The ship was within cell-phone coverage as it began to sink, giving the trapped students an opportunity to send text messages to their families. NBC News collected some of these messages:
“Mom, in case I don’t get a chance to speak to you…I love you,” one student, named in Korean media as Shin Young-Jin, said in a text to his mother.
“Oh, I love you too son,” she replied, apparently unaware of the deadly drama unfolding at sea.
[...] In a series of desperate messages to her father, 16-year-old Kim Woong-Ki sent a text describing the unfolding crisis on the ship, according to Korean media.
“It’s dangerous if I move,” she said.
“I know that the rescue is going on but if it’s possible just come out,” her father replied.
“Dad, the ferry has tilted too much. I cannot walk, there’s too many of us in the corridor and it’s too tilted.”

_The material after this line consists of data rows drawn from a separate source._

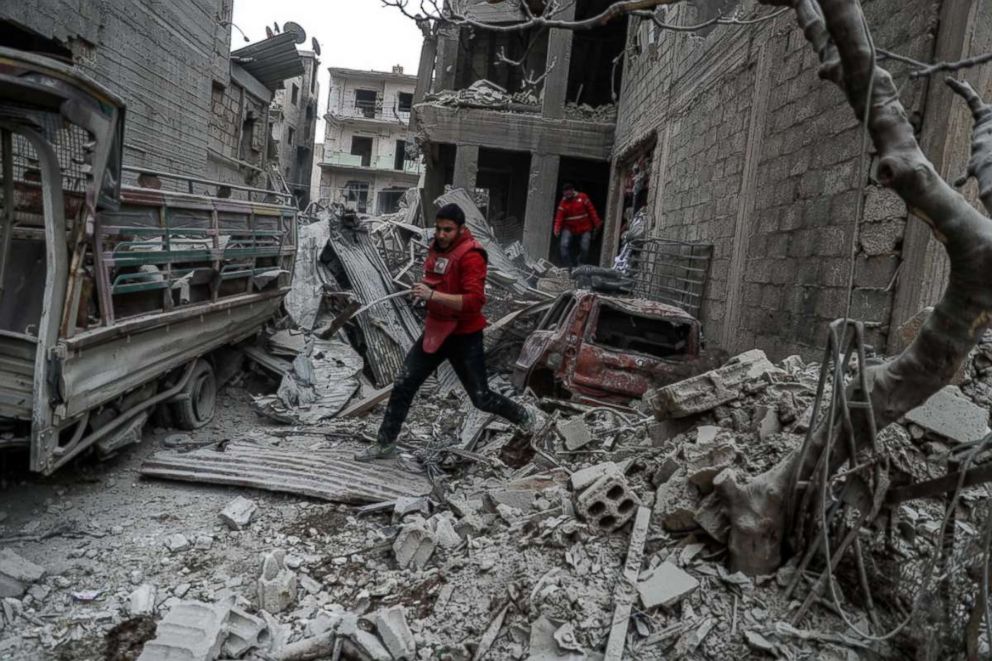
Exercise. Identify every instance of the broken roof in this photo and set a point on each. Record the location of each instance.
(338, 72)
(271, 60)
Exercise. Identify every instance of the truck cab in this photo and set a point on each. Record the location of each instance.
(113, 297)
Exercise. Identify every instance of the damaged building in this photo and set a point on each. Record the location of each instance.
(368, 160)
(517, 114)
(293, 123)
(735, 144)
(194, 106)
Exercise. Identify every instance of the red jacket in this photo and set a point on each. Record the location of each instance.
(461, 269)
(577, 214)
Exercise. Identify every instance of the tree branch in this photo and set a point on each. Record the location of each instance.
(980, 165)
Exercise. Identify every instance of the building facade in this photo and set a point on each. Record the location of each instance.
(293, 118)
(548, 121)
(194, 107)
(367, 163)
(742, 146)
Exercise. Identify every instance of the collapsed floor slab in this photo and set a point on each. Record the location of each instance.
(326, 474)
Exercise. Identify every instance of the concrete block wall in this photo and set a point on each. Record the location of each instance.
(161, 57)
(760, 158)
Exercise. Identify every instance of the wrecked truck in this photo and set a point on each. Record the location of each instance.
(589, 345)
(114, 299)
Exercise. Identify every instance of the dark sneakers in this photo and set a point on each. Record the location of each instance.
(377, 452)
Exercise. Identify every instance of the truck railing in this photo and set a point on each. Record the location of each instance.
(186, 184)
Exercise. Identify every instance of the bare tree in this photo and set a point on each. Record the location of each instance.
(764, 509)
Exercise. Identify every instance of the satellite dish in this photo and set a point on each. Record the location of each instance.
(295, 29)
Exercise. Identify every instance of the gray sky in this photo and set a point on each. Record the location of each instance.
(356, 34)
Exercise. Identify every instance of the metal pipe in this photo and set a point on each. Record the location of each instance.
(67, 453)
(7, 226)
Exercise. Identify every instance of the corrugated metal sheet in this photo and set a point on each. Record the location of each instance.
(326, 474)
(16, 377)
(272, 60)
(389, 329)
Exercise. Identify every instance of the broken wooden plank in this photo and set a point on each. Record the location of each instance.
(492, 632)
(363, 406)
(626, 588)
(326, 474)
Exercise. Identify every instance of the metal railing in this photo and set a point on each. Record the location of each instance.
(377, 163)
(367, 112)
(671, 272)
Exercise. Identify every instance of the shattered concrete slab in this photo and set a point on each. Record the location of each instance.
(414, 545)
(666, 586)
(395, 633)
(707, 391)
(952, 416)
(239, 513)
(142, 600)
(323, 378)
(583, 478)
(326, 474)
(190, 631)
(576, 433)
(277, 584)
(17, 574)
(245, 632)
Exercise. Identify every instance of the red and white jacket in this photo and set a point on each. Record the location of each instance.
(577, 214)
(461, 269)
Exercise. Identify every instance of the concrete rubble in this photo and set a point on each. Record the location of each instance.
(17, 574)
(600, 537)
(238, 513)
(277, 584)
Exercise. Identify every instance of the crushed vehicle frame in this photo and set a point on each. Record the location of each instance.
(114, 299)
(607, 348)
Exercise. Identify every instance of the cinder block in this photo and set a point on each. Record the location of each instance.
(608, 504)
(191, 631)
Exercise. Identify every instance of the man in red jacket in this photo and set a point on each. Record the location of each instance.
(454, 287)
(576, 218)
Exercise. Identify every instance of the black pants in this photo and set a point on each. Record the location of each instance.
(468, 358)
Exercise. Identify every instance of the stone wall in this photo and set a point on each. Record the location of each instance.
(757, 156)
(160, 57)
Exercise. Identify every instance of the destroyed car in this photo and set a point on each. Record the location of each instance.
(608, 348)
(113, 298)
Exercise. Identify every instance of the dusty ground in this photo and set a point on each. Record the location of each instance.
(114, 525)
(99, 529)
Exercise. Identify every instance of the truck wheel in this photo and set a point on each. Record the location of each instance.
(194, 406)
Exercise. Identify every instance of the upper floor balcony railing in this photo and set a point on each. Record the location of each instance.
(376, 163)
(363, 111)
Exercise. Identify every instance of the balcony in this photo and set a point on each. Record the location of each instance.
(381, 163)
(371, 113)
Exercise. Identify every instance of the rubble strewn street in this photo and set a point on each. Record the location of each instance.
(581, 330)
(512, 547)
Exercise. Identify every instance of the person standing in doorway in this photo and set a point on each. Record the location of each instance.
(454, 288)
(576, 219)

CNN reports that U.S. Navy helicopters have joined the rescue effort, but rain, high winds, strong currents, and murky, frigid water have hampered rescue efforts. The rescue effort is now said to include over 170 ships and 500 divers. The next step contemplated by authorities might involve pumping oxygen into the ship to raise it enough for rescuers to access the areas where survivors could be trapped. The captain’s order to passengers that they don life jackets but remain in place would have left most of them stuck in the bedroom area on the fourth deck, which divers have now made six unsuccessful attempts to access.
Update: Captain Lee Joon-seok and two of his crewmembers were arrested Friday afternoon (early Saturday local time) according to USA Today. The captain was charged with negligence of duty and violation of maritime law. The members of his crew placed under arrest were apparently operating the ship when it made its fateful hard turn.